Balada Juventus (1): Pippo dan Nedved

Perayaan hat-trick scudetto Juventus di Kota Turin. Italia/Juventus.com

Saya tidak tahu bagaimana awalnya saya jatuh cinta dengan bola. Sebab, tak ada darah penggila bola apalagi pemain bola dalam keluarga besar saya. Bapak yang seorang guru tak suka olahraga ini dan lebih senang mendengarkan langgam Jawa dan teman-temannya, sementara ibu juga lebih suka membaca buku berbahasa Jawa dan sejenisnya.
Seingat saya olahraga yang identik dengan kaum Adam ini saya kenal sejak duduk di bangku SD. Namun, bola resmi menjadi bagian dari hidup saya setelah naik ke level SMP. Adalah teman-teman lelaki saya yang setiap awal pekan selalu asik mengobrol tentang olahraga yang membutuhkan 11 orang demi memperebutkan satu bola di lapangan hijau berumput ini.
Lantaran ingin ikutan nimbrung, maka sedikit demi sedikit mulai melihat siaran bola berdurasi 2 x 45 menit di salah satu televisi swasta yang saat itu moncer dengan menyiarkan berbagai pertandingan Seri A Italia. Saat itu tahun 1990-an Liga Premier Inggris belum semoncer seperti sekarang. Mungkin ini juga yang menjadi penyebab mengapa saya jatuh hati pada tim Italia.

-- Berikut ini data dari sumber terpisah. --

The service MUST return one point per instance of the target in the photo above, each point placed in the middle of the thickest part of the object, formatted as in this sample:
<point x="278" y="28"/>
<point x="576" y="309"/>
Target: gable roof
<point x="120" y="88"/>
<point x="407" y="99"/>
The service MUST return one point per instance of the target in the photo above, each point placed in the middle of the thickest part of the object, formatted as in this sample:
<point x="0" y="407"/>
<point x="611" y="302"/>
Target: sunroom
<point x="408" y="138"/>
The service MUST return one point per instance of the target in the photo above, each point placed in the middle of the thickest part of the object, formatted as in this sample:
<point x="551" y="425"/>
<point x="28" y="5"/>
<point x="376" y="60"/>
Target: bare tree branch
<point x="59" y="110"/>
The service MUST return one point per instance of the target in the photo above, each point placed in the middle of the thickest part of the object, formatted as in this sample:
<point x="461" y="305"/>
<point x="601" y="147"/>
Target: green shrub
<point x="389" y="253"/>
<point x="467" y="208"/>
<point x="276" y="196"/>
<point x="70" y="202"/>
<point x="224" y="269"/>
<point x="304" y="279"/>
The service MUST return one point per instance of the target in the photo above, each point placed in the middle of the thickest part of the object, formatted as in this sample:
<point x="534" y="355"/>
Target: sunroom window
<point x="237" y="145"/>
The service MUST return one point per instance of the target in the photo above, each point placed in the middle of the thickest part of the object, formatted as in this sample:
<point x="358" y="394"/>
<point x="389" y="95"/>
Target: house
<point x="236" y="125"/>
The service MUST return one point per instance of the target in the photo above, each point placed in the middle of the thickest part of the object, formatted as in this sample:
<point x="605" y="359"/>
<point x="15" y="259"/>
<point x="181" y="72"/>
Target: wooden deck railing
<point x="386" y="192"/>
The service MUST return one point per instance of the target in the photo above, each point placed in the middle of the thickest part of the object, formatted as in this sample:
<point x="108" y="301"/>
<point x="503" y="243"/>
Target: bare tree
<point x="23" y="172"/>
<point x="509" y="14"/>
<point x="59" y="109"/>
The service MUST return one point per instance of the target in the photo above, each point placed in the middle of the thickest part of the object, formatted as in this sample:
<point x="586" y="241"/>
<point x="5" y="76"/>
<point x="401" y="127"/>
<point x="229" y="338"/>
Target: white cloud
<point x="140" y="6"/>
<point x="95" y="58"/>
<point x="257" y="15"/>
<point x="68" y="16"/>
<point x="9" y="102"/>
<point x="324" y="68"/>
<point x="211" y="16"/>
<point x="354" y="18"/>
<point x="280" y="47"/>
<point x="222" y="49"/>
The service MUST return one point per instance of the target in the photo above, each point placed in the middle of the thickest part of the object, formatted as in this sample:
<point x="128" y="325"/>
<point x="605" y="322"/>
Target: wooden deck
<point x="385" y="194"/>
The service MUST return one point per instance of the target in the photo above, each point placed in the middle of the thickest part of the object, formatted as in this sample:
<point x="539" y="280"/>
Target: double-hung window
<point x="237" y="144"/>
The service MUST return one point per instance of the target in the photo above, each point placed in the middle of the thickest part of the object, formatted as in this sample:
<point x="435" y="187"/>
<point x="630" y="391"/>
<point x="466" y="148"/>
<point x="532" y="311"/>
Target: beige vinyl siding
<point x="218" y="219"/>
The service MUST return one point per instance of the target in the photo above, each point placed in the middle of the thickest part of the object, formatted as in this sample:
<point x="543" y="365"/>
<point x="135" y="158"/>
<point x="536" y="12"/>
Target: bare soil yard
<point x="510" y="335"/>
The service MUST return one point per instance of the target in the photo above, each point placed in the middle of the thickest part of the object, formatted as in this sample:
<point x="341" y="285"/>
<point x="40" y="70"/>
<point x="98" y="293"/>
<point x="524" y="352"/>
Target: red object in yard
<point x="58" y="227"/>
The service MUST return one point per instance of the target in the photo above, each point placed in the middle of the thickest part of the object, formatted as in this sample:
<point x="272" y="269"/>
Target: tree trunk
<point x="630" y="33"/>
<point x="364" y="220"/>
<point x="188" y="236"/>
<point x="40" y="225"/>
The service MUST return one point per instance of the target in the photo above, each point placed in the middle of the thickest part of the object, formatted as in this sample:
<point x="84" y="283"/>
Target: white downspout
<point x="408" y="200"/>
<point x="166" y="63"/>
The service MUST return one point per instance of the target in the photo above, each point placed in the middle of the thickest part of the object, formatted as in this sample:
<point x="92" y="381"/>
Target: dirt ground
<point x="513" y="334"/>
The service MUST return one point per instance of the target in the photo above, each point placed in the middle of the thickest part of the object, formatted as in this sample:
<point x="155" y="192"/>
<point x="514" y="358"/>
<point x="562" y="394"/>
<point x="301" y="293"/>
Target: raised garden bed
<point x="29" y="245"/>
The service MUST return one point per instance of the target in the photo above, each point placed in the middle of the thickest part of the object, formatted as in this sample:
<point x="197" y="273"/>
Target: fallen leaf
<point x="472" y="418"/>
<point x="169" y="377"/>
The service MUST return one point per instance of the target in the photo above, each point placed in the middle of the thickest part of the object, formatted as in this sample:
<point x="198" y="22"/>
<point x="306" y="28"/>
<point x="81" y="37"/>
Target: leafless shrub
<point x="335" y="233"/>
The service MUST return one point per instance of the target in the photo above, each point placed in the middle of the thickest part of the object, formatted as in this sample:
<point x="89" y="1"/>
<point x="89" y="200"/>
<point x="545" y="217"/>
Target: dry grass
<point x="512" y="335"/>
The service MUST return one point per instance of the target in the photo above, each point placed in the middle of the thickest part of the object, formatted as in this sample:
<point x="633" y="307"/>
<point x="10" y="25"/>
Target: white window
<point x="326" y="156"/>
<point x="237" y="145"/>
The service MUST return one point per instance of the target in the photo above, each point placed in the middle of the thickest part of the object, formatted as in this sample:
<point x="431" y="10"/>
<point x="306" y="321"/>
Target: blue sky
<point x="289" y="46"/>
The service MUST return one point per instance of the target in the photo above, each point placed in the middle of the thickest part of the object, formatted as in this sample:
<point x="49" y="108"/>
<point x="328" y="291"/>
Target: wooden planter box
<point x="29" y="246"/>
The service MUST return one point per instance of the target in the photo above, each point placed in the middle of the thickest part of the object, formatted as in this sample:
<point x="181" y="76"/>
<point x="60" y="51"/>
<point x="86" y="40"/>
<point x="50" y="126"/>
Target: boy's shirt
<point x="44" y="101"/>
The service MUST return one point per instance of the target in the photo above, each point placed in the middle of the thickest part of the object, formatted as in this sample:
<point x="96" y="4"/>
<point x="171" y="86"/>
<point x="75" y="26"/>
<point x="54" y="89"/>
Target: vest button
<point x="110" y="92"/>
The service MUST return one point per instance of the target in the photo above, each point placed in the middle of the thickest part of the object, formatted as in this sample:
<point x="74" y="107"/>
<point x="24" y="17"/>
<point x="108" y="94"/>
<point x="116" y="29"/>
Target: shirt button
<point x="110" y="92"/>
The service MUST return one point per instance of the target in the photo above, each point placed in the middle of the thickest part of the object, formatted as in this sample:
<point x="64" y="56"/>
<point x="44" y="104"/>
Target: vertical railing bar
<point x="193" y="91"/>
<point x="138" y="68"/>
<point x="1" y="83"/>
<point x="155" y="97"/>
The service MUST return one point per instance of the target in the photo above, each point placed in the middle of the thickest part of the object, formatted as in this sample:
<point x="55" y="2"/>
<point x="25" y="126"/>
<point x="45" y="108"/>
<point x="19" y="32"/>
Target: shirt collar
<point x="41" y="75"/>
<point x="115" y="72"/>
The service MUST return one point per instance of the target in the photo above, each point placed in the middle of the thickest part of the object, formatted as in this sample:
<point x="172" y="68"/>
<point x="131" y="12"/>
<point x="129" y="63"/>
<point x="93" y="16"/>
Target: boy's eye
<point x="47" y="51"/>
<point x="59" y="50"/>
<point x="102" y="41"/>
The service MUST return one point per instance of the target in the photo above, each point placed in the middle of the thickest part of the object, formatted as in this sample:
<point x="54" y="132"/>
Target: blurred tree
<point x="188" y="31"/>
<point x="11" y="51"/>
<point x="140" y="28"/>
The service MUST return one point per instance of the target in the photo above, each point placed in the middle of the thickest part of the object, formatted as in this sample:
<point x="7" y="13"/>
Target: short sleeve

Ketika kawan-kawan saya sibuk mengunggulkan AC Milan, Lazio dan Roma, saya justru kesengsem dengan Juventus. Tak dapat dipungkiri rasa suka ini bermula dari sosok ganteng sang striker, Filippo Inzaghi, yang saat itu masih berseragam La Vecchia Signora. Bahkan, demi mendapatkan foto serta stiker pemain bernomor punggung 9 itu saya mesti menabung dengan keras untuk membelinya. Sayangnya, foto serta stiker itu berakhir di tempat sampah karena ibu saya menyobeknya setelah mendapati gambar-gambar itu menempel di dinding kamar saya, pasrah.
Kegilaan itu ternyata melebar, tak hanya mengenal sosok Pippo, tapi menjalar hingga ke tim-tim tetangga. Maka saya mulai berkenalan dengan Paolo Maldini, Alessandro Nesta, Andriy Shevchencko, Oliver Bierhoff, Gabriel Batistuta Christian Vieri, Hernan Crespo, Francesco Totti, Vicenzo Montella, dkk.